Après une décennie flamboyante sur le circuit express et serré du mannequinat, Hannelore Knuts gère la chicane de ses 30 ans. La Limbourgeoise slalome aujourd’hui entre photographie, DJaying et consultance de mode pour Haider Ackermann et le Studio Delvaux. Un tournant qu’elle vit comme une  » seconde puberté « . Portrait.Dans les années 1980 à Kuringen, patelin classe moyenne du Limbourg flamand aussi banal qu’un dimanche pluvieux, une gamine sautille autour d’un carrousel. Ça sent la barbe à papa et les veilles de jour d’école. Dans les années 2000 à Paris, New York, Londres et Milan, une jeune femme, belle comme une énigme foule les catwalks d’un regard hypnotique. Ça sent le champagne et les jours sans fin. Question : du point A quel est l’itinéraire le plus rapide pour rejoindre le point B ? S’il vous reste la possibilité d’appeler un ami, composez le numéro d’Hannelore Knuts, ce bout de chemin, elle le connaît. C’est elle qui l’a tracé. Sans carte, ni boussole. Ni plan d’attaque d’ailleurs :  » C’est la mode qui a décidé pour moi. Qui m’a prise dans ses bras. Je n’avais rien programmé. Tout a été très vite . »

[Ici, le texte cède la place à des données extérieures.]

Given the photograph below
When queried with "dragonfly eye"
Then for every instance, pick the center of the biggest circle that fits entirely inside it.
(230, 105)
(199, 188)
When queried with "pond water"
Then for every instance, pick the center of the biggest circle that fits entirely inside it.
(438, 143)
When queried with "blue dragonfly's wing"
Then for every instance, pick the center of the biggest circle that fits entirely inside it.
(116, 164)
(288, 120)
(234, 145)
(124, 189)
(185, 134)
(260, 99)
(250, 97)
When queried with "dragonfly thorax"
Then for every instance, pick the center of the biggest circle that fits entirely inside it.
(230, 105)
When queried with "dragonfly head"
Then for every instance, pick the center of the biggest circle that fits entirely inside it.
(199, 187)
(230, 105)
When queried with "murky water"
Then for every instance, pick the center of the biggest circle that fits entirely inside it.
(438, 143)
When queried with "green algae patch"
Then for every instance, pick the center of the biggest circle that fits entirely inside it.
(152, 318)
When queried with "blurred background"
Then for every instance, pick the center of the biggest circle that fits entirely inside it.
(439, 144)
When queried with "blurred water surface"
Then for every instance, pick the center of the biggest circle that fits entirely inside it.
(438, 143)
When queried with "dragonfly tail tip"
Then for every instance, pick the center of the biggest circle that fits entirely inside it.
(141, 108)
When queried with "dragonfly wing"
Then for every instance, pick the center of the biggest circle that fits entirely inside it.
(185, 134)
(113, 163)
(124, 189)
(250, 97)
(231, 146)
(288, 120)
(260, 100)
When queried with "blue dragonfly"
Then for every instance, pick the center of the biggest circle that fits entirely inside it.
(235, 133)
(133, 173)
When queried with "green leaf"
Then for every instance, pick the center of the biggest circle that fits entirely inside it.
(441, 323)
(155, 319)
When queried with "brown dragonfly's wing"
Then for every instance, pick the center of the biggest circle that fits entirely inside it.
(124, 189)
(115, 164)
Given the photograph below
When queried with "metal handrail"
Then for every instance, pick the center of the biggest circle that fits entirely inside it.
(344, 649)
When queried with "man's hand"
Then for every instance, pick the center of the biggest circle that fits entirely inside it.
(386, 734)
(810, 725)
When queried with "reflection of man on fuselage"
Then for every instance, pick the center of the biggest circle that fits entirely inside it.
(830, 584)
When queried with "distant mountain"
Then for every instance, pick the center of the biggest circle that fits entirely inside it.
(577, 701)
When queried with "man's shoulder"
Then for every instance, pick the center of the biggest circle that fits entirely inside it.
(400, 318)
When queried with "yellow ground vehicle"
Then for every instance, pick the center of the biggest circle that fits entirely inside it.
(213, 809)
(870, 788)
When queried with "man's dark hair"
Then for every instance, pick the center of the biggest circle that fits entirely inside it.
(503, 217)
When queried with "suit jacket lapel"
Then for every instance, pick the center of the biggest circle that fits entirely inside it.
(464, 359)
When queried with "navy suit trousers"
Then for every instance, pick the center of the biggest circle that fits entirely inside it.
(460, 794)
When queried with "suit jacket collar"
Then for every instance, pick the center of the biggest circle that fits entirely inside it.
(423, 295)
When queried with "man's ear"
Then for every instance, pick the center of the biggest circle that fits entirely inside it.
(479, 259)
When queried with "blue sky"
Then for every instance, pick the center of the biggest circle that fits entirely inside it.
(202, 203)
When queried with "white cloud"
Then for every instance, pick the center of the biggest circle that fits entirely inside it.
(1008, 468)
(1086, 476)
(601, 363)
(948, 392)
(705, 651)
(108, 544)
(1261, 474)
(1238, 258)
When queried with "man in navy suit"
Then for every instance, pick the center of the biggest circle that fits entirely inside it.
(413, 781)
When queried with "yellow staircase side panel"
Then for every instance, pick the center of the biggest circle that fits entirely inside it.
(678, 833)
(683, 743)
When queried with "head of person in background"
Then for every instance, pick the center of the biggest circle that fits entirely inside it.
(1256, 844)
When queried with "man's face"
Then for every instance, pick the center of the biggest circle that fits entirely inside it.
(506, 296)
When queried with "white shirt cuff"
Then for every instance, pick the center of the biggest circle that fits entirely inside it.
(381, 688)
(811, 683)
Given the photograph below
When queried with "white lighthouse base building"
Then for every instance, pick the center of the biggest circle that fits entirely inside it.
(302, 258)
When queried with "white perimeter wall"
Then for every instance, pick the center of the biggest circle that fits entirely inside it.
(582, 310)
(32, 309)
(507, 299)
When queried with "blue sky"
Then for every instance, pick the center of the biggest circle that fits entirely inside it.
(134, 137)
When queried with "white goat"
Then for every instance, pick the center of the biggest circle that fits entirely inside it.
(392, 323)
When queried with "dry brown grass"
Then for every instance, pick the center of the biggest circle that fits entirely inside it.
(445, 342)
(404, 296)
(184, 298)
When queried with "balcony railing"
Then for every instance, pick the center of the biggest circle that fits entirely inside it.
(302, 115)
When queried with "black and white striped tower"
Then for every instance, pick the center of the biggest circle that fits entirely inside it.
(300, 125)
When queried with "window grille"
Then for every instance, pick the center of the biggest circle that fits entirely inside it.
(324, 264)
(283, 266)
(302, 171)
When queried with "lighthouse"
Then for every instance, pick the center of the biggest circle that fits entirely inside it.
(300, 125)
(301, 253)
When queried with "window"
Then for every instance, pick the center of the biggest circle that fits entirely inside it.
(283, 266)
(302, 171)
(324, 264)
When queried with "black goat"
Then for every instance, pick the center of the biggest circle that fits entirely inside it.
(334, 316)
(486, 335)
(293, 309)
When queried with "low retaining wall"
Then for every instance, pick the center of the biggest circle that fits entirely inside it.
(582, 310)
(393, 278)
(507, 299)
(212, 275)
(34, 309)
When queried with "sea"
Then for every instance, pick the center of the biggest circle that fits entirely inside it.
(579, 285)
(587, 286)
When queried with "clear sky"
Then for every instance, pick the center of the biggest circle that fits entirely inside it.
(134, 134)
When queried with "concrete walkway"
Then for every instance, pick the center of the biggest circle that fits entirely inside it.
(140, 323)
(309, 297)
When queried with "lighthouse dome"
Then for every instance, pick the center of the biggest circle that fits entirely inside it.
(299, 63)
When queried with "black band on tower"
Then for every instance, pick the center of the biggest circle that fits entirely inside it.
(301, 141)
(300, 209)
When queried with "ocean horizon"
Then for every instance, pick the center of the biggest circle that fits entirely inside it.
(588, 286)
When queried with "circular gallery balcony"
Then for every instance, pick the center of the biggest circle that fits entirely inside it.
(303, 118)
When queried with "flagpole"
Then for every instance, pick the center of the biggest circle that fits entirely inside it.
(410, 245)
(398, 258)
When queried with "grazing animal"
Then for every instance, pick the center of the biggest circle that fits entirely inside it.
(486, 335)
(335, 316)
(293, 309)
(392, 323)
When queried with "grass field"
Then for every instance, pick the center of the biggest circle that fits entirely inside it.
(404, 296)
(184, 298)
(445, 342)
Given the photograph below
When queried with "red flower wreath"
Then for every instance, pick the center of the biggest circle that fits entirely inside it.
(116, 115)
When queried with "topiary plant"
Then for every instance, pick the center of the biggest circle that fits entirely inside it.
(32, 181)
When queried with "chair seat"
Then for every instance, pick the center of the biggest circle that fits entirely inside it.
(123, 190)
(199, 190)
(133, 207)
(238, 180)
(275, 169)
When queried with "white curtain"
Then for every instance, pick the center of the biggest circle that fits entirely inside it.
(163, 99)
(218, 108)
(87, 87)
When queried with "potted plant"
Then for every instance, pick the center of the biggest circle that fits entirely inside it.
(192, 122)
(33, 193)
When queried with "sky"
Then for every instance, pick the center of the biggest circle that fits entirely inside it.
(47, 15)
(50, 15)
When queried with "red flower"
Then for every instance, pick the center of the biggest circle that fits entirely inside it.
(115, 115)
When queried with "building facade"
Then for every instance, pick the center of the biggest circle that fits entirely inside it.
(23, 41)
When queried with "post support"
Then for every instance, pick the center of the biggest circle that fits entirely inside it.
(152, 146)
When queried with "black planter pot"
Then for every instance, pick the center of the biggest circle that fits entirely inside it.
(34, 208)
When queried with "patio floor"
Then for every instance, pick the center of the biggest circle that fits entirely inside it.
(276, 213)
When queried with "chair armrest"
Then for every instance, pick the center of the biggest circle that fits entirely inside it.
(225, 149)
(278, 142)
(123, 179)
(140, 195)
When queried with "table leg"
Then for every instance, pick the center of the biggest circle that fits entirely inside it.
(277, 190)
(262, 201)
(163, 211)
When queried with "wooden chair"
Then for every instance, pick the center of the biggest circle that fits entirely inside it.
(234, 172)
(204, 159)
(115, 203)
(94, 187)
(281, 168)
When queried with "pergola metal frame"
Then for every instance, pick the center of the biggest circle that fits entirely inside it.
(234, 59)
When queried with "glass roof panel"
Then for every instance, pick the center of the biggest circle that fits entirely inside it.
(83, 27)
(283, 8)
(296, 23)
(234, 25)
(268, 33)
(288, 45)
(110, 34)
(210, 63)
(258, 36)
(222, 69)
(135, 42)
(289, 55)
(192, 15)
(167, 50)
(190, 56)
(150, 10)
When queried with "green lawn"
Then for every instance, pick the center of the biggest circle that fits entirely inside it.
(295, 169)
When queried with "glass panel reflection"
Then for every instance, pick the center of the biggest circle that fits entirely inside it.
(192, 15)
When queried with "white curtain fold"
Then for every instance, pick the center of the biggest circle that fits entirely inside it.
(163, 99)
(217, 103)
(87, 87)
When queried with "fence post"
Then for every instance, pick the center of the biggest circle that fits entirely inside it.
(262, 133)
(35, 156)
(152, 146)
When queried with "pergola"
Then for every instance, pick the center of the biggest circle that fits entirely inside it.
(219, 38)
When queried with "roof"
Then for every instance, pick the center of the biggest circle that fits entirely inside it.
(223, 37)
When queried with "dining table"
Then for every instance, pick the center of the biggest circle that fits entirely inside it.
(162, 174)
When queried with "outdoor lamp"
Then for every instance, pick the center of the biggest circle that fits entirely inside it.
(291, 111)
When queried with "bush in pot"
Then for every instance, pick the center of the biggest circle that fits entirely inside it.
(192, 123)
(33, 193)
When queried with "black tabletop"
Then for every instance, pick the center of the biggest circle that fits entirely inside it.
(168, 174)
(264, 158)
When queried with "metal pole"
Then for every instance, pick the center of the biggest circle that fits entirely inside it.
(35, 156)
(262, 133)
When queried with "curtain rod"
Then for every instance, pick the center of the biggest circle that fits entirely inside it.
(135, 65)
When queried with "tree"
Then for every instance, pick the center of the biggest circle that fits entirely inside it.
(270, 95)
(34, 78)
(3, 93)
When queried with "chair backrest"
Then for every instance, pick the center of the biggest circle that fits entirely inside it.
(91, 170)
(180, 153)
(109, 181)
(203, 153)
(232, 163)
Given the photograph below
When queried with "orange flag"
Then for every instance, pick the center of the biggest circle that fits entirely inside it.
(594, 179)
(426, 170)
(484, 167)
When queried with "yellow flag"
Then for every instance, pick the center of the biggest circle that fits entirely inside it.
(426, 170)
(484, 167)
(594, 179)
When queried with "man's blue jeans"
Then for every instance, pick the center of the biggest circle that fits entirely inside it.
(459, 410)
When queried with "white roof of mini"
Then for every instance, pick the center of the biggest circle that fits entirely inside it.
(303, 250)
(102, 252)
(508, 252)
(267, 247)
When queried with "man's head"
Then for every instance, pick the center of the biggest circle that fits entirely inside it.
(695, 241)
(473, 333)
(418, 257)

Vaguement khôlée, toute en pieds nus et cheveux en bataille, Hannelore nous reçoit dans sa cuisine. Comme un vieux pote passé prendre le café à l’improviste. On voudrait fracasser le cliché surfait de la petite diva pénible déprimée dans son 36, on n’irait pas ailleurs. Des toilettes au salon, la maison d’Hannelore est une sorte de caverne d’Ali Baba  » edgy  » : flipper, albums cultes (Nirvana, Led Zep, Fleetwood Mac), mobilier rétro. Sur les murs, Elvis y côtoie Michel-Ange, Spilliaert tutoie le lapin Play Boy et Jérôme Bosch voisine les polaroïds. Un patchwork plein d’humour, qui dit les rencontres, raconte les souvenirs. C’est incarné, chaleureux. A son image. Hannelore rit fort, ponctue ses phrases de  » theu « , de  » hey « . Pas mal de  » allez dis ! « , aussi. Rien de vulgaire. Juste drôle, frais, sincère. Quelque chose entre de la timidité voilée et les beaux restes d’une enfance simplement heureuse. De celles qu’on finit par quitter parce qu’elles manquent de relief.  » Je viens d’une famille très normale, flamande. Personne n’est jamais allé plus loin que Hasselt. J’adore mes parents, mais ils ne m’ont jamais stimulée à être créative.  » C’est le grand-père maternel qui lui ouvre les yeux sur le monde, éveille sa curiosité pour l’image.  » Il avait un énorme appareil photo à soufflet. Ça prenait des heures pour prendre un portrait de famille. Il parlait de contre-lumière, de temps de pause, j’étais fascinée. Il est décédé il n’y a pas très longtemps.  » Un mug posé sur la table de la cuisine affiche un cliché d’eux deux. Elle prend la tasse en main :  » C’était mon grand ami. C’est un peu grâce à lui si je suis là.  » Par ricochet, en effet : à 18 ans la petite provinciale tente sa chance à l’Académie des Beaux-Arts d’Anvers, section à photographie. Reçue, elle passe sa première année avec mention. Elle n’ira pas plus loin. La mode va en décider autrement.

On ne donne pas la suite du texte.